Foureaux e Geisa se entreolharam, ambos nervosos. Haviam acabado de ver uma mulher descabelada, babando, e com um tipo de máscara verde no rosto. Nada podia ser mais assustador.

- Eu vou me deitar... - falou o garoto, baixinho, notando em seguida que o Mal Supremo já roncava alto enrolada em seus cobertores. Sem forças para revidar, ele se deitou no chão, puxando a almofada do sofá e o tapete para se cobrir. Antes de dormir, Foureaux só conseguia pensar em uma coisa. "Power Rangers...não existem... o.o"

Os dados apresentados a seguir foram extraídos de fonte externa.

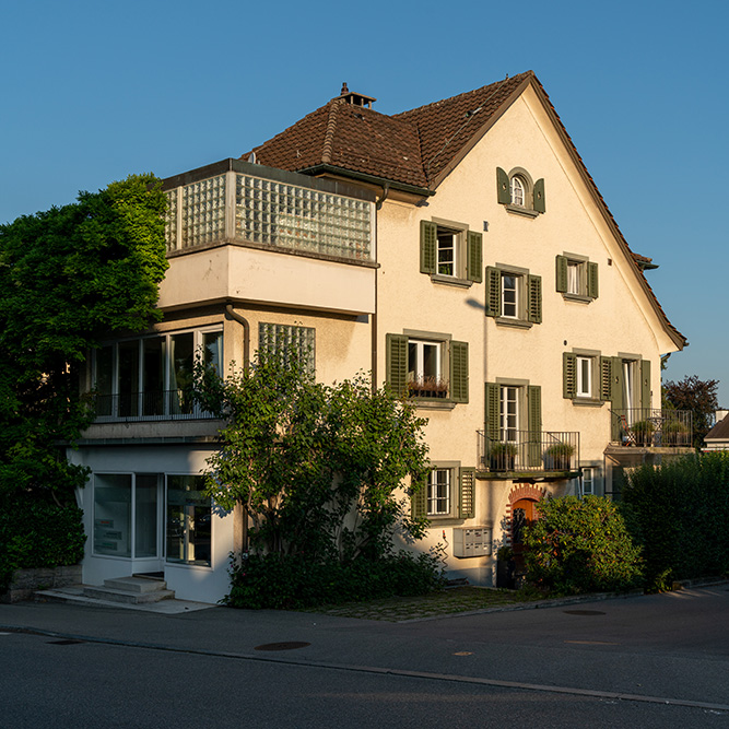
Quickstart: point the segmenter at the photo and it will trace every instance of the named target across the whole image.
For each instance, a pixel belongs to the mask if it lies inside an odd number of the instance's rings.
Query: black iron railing
[[[579,433],[504,430],[478,434],[481,470],[543,472],[579,468]]]
[[[195,401],[189,390],[96,395],[93,402],[97,423],[215,418]]]
[[[628,408],[610,412],[612,439],[622,446],[691,446],[693,421],[690,410]]]

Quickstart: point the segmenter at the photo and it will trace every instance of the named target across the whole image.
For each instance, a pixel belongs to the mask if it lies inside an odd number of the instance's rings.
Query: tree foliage
[[[714,425],[714,413],[719,407],[717,401],[718,379],[698,379],[696,375],[686,375],[682,380],[669,380],[663,385],[663,399],[670,408],[691,410],[693,413],[694,446],[704,447],[704,437]]]
[[[165,196],[131,176],[0,226],[0,491],[68,501],[85,481],[59,442],[90,422],[79,372],[90,348],[156,310]]]
[[[198,398],[227,419],[207,489],[242,503],[261,553],[340,563],[390,553],[392,537],[422,537],[399,492],[424,486],[427,448],[411,403],[367,378],[317,384],[295,356],[258,360],[225,381],[197,369]]]
[[[597,496],[540,502],[525,530],[527,579],[560,595],[640,584],[642,558],[615,504]]]

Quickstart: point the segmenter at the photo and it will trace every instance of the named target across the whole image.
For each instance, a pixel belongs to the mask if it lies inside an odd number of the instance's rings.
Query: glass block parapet
[[[372,261],[374,199],[343,187],[236,160],[171,178],[167,250],[235,240]]]

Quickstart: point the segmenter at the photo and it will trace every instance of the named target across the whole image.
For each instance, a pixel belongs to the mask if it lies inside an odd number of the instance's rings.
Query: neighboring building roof
[[[669,321],[644,275],[646,269],[657,267],[650,258],[631,250],[533,71],[392,116],[368,108],[373,97],[350,93],[344,85],[339,96],[240,158],[291,172],[341,175],[432,195],[530,85],[595,195],[608,224],[624,246],[669,336],[682,349],[689,342]]]
[[[705,436],[704,440],[729,440],[729,415],[720,420]]]

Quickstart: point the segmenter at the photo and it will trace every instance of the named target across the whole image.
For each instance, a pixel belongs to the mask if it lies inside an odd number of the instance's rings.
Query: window
[[[314,374],[316,367],[316,331],[311,327],[294,327],[281,324],[258,325],[258,354],[277,357],[286,364],[292,356],[302,367]]]
[[[458,461],[433,463],[427,483],[412,495],[412,516],[472,519],[475,516],[475,469]]]
[[[598,297],[598,264],[565,254],[556,257],[556,290],[565,298],[590,302]]]
[[[222,330],[130,339],[96,350],[93,381],[97,418],[204,416],[191,397],[198,353],[222,375]]]
[[[436,281],[481,283],[482,236],[466,225],[421,221],[420,270]]]
[[[427,480],[427,515],[450,516],[450,469],[434,468]]]
[[[544,180],[532,183],[531,175],[522,167],[506,172],[496,167],[497,200],[509,212],[536,217],[546,211]]]
[[[578,398],[592,397],[592,357],[577,357],[577,392]]]
[[[468,342],[447,334],[387,334],[387,381],[410,397],[468,402]]]
[[[526,269],[489,266],[486,316],[495,317],[498,324],[541,324],[542,278]]]
[[[201,475],[167,477],[167,562],[210,566],[212,508]]]
[[[563,354],[563,395],[565,398],[600,403],[610,399],[609,357],[599,352],[578,350]]]

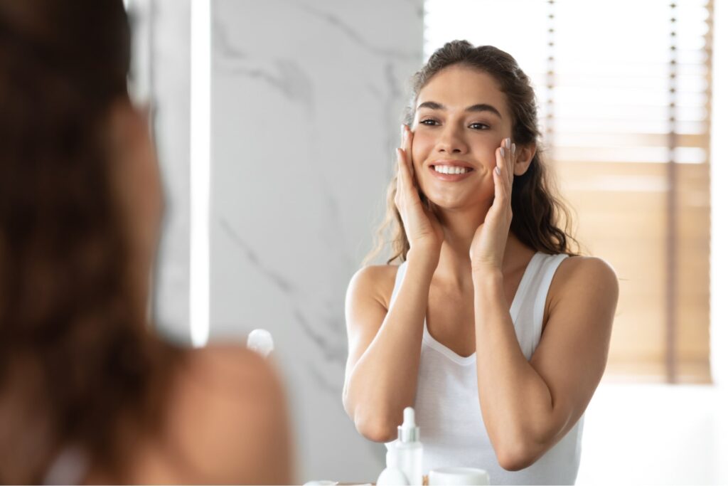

Eram cinco da manhã, e o dono do trailer tinha decidido que podia melhorar ainda mais a sua cerca. Dessa vez, voando pela janela, um engradado inteiro de garrafas vazias se tornou parte permanente da obra.

~ Anexo

Foureaux fez psicanálise durante dois anos. O terapeuta acabou se matando após ser convencido pelo garoto de que a vida dele era ainda pior que a do seu paciente. Os pais então procuraram um psiquiatra especialista em casos críticos de depressão. Depois de meros vinte minutos, o psiquiatra diagnosticou Foureaux como "mais um emo", e durante os quarenta minutos restantes da consulta obrigou o garoto a repetir, sem parar, a frase Eu sou feliz. Os únicos resultados foram uma cegueira do olho direito do especialista, causada por uma caneta bem arremessada, e um jovem com trauma de psiquiatras.